Judith Woolcock Colombo,
The Fablesinger
(iUniverse, 2001)

Move over Nalo Hopkinson! Another great Caribbean-flavored work of fantastic fiction arrives on the scene! Kingston, Jamaica-born Judith Woolcock Colombo (now residing in New York City) uses her place of upbringing to provide the background for The Fablesinger, her excellent first novel. Employing the style and structure of a folktale, the story essentially follows the maturation and spiritual growth of a young woman from a wealthy family. The setting, located on an unnamed West Indian island, (no doubt inspired by Jamaica), serves to represent the cultural zeitgeist of the entire region.

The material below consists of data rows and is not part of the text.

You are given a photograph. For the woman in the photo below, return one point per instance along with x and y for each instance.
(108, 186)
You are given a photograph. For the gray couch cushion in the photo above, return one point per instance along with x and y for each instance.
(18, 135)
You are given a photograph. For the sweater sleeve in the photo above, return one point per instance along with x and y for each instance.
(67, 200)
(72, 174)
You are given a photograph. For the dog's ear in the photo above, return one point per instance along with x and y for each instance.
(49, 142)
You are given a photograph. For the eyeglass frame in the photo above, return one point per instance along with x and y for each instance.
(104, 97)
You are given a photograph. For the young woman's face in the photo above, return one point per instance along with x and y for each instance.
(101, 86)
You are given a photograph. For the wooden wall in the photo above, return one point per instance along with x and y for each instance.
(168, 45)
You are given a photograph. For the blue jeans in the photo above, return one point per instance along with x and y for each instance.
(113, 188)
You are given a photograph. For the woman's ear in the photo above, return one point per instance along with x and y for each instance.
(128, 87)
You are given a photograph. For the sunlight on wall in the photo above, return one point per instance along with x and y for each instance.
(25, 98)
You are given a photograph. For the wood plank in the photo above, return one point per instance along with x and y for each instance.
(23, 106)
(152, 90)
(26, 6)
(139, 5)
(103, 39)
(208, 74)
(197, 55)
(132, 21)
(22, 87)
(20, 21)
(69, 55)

The opening, a prologue, recounts the creation myth that forms the basis for the magical elements in the book. It tells how the Great Being Accompong's loneliness spawned the Great Shadow Sasambonsam, the Lord of Darkness, soon followed by the making of humans and their world. In this dualistic system, the Great Being and the Lord of Darkness war more or less constantly, this eternal conflict also mirrored by mortals. The followers of Accompong have the Mayal, benevolent healers and seers, while Obayifu and Obi, witch priests and priestesses who preach revenge and hate, represent the acolytes of the Shadow. The Mayal developed female shamans called Fablesingers to help their communities survive the persecution and oppression that found them enslaved and scattered far and wide.

The protagonist, Marcia, always feeling out of place (because of her uncanny gifts) with her upper-class plantation family, finds her true calling when the elderly Fablesinger who lives in the remote hills of the Island needs a disciple to inherit her powers and to continue the struggle against the Shadow. Marcia possesses the innate psychic abilities to battle the Obeah Man, this era's avatar of the Lord of Darkness. Thus, a classic conflict between good and evil, enacted in a contemporary setting becomes believable thanks to the author's skillful folkloric prose style enhanced with appropriate colloquial dialogue. The elderly Fablesinger (never named) and her clever shamanic techniques persuade the at-first reluctant and skeptical Marcia to leave her possessive boyfriend Peter and her estate behind to take up a way of life in which the magical and the mundane inextricably intertwine.

The bulk of the tale meticulously details the shamanic training, steeped in local color, necessary to become a Fablesinger while at the same time, the Obeah Man's attacks against the two women increase until the climactic showdown, thus keeping the plot exciting. Along the way, the reader gets treated to fascinating passages in which the older Fablesinger teaches Marcia about dreaming, the spirit world, their Owl power animal spirit guides and how to shape-shift into the form of that bird, herbal potions and incense, psychic shields, chants and ceremonies to contact higher orders of beings, and an intriguing form of meditation. This technique, called Katari, involves visualizing brightly colored lines of energy, analyzing them down to their basic components and using this method to help free the consciousness from the body in order to astral travel and to contact other minds. Marcia's growth as a Fablesinger also helps her mature in all other ways, growing into her womanhood and accepting responsibility and facing fears. Marcia even manages to have a positive lesbian relationship with Agatha, the headwoman of the villagers previously beneath the protagonist's notice.

The Fablesinger offers a compelling read because the vivid characters stand out against the equally colorful background. The old Fablesinger, a great shaman, evokes empathy for her willingness to relinquish her power and even more after years of solitude in order to save the world she loves. Marcia's doubts, growing confidence and eagerness to learn charms the reader. Even the antagonist, the Obeah Man, originally named Calvin, has an interesting back story of deprivation and abuse, plausible motivations for his pathological obsessions about using power to hurt and dominate. The way the author combines reality and myth to depict an intricate and thrilling battle between light and darkness has resonances both cosmic and also focused on one village on a Caribbean island. As above -- so below in this refreshing fantasy with its deliciously different setting and a cast of people of color who come in all varieties. Enter The Fablesinger's world of magic and mystery and be enlightened and entertained.